A en croire le chancelier Olaf Scholz "Ça valait la peine".
Sept points principaux
Le SPD d'Olaf Scholz, les écologistes et les libéraux du FDP sont parvenus à arrondir les angles dans deux grands domaines : la protection du climat et le secteur des transports. Leurs décisions portent sur sept points principaux :
- Une loi sur le climat
L'économie allemande doit tendre vers la neutralité climatique. Les textes de lois actuels prévoient des objectifs chiffrés à chaque secteur de l'économie (l'énergie, le bâtiment, les transports). Or ces objectifs sont difficiles à atteindre, selon le ministre libéral des Transports.
Le gouvernement a donc résolu d'assouplir les textes en mettant en commun les émissions de CO2 de tous les secteurs pour faire un calcul global et trouver des solutions qui dépassent les secteurs pris individuellement.
- Une loi sur l'efficacité énergétique
Le gouvernement entend accélérer le développement des énergies renouvelables et améliorer l'efficacité de la consommation d'énergie. Les nouveaux objectifs devront être atteints dès 2030.
- Davantage de surfaces consacrées aux énergies renouvelables
Pour pouvoir construire des parcs solaires ou éoliens par exemple, les communes auront davantage de libertés dans l'attribution des terrains. Les terrains en bordure de routes, d'autoroutes et de chemins de fer seront privilégiés pour accueillir des panneaux solaires et des éoliennes.
- Planification accélérée
Cette loi est censée faciliter l'adoption de nouveaux tracés pour 144 autoroutes. Les Verts et le FDP se sont beaucoup opposés sur ce texte : les écologistes voulaient promouvoir avant tout la construction de chemins de fer.
Par ailleurs, ce texte doit accélérer la rénovation des nombreux ponts endommagés du pays.
- Financement du rail
Le gouvernement estime que la Deutsche Bahn, qui gère les chemins de fer allemands, a besoin de près de 45 milliards d'investissements d'ici 2027. Une partie de ces fonds proviendra de l'augmentation des péages autoroutiers pour les poids lourds.
- Carburants de synthèse
Les libéraux du FDP défendent les carburants de synthèse qui émettent aussi du CO2. Le gouvernement va encourager la recherche scientifique et la production pour que ces carburants puissent être vendus dans les stations essence.

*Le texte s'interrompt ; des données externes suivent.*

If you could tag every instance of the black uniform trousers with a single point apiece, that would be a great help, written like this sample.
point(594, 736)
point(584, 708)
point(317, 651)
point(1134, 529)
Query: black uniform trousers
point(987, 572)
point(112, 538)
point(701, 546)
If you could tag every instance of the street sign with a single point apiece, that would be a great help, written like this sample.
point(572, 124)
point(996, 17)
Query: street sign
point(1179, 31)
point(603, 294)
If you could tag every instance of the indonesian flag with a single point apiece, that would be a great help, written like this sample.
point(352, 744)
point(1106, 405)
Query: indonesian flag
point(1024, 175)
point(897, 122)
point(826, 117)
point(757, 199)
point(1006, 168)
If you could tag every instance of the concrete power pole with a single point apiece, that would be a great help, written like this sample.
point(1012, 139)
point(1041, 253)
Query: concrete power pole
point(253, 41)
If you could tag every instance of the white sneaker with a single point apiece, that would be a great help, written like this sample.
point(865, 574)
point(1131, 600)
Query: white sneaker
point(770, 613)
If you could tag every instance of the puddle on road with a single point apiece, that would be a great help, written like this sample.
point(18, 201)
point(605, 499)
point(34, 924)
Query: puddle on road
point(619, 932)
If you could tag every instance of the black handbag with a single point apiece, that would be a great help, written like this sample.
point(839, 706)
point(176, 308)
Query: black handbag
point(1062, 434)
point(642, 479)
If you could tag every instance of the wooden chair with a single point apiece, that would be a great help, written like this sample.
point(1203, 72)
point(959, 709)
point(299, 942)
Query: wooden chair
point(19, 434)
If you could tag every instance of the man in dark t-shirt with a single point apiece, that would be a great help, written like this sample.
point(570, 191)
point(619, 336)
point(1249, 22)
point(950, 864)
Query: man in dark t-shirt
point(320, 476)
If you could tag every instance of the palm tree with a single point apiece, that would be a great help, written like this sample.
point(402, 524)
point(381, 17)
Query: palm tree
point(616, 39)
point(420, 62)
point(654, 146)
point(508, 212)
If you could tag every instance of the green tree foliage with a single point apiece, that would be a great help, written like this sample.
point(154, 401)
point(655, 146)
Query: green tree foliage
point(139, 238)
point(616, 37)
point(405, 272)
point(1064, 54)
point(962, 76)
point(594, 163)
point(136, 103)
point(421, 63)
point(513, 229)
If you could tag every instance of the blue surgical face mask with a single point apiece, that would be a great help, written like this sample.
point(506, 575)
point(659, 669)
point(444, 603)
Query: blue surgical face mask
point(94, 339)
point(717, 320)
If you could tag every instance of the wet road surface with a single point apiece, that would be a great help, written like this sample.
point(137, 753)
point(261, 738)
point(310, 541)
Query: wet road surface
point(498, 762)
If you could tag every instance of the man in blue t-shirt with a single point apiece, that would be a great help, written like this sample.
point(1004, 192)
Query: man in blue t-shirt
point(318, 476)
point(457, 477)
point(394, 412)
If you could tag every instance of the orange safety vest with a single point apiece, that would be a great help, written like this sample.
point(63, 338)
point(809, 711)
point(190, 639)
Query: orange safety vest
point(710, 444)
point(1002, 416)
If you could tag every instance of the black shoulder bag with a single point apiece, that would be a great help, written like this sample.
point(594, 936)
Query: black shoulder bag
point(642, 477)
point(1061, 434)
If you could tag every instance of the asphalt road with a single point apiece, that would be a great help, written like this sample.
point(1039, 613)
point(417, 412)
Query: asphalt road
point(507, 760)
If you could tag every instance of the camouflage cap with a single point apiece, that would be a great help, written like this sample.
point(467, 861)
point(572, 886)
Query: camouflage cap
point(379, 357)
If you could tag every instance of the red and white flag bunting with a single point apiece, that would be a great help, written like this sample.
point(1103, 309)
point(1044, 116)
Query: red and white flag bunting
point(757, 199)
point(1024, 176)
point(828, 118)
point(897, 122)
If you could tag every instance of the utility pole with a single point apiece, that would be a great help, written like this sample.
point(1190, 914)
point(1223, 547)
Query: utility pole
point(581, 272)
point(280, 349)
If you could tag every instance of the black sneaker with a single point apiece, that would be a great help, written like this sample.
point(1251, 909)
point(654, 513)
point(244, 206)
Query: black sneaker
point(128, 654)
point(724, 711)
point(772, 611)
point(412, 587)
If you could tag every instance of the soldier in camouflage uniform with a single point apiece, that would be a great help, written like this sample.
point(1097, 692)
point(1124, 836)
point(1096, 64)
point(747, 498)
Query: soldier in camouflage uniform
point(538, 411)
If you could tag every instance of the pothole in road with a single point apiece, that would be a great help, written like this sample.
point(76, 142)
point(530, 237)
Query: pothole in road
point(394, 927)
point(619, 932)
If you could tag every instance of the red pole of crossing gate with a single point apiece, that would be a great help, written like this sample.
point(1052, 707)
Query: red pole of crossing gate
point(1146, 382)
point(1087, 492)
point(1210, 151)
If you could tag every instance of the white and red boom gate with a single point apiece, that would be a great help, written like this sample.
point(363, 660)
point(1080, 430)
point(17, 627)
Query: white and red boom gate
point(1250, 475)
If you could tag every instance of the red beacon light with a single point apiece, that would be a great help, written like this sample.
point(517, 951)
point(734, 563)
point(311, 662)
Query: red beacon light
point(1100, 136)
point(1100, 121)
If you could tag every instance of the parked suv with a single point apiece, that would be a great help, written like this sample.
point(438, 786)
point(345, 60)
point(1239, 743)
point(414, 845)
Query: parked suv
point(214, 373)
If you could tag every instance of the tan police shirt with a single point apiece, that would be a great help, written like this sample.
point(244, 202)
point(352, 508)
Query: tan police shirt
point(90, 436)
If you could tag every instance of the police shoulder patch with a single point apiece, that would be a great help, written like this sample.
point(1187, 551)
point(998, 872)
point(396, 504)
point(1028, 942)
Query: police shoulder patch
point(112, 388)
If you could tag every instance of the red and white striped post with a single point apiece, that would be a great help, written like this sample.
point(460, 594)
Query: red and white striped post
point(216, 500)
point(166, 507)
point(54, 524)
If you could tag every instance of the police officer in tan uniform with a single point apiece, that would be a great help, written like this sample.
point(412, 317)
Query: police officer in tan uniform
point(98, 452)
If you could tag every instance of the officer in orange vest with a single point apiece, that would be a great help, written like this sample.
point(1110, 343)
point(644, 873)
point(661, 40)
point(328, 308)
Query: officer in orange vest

Ces carburants permettraient de maintenir les moteurs à combustion que l'Union européenne veut interdire à l'horizon 2035, mais auxquels tiennent notamment les constructeurs automobiles allemands.
- Le chauffage
La proposition de loi sur l'introduction de modes de chauffage plus écologiques est adoucie. Elle suggère que, "dans la mesure du possible", chaque chauffage provienne à partir de 2024 d'au moins 65% d'énergies renouvelables.
Les réactions
Ces conclusions, âprement négociées, voici ce qu'en disent les trois partis de gouvernement : les sociaux-démocrates (SPD) sont satisfaits, ils sont parvenus à ménager les libéraux et les écologistes. Selon le SPD, les nouvelles mesures permettront à l'Allemagne de maintenir sa puissance économique tout en amorçant la transition énergétique.
Le président du groupe parlementaire libéral (FDP) se félicite des nouvelles infrastructures qui vont être construites et salue "le plus important paquet de mesures de modernisation de ces dernières décennies".
Satisfaction affichée également chez les Verts, bien que mesurée. La présidente du parti écologiste estime qu'il faudra rediscuter de certains points. Elle insiste sur le fait que chaque nouveau kilomètre d'autoroute qui sera construit devra obligatoirement être équipé de panneaux solaires.
A droite, la tête du groupe CSU au Bundestag ironise sur la faible portée des annonces et le tout "petit dénominateur commun" trouvé par les trois partis de la coalition.
A gauche, au contraire, die Linke rejoint certaines organisations de défense de l'environnement qui reprochent au gouvernement – et principalement aux Verts – d'avoir capitulé devant le FDP et bradé les réglementations pour la protection du climat.
Le chef de la Deutsche Bahn, Richard Lutz, qualifie les investissements prévus dans le rail de "jalon réel pour le réseau ferroviaire du futur".
Et pour finir, les organismes sociaux critiquent le fait que les partis de gouvernement n'aient pas bien placé ses priorités : les trois partis n'ont pas planché sur l'avenir des allocations de base pour les enfants.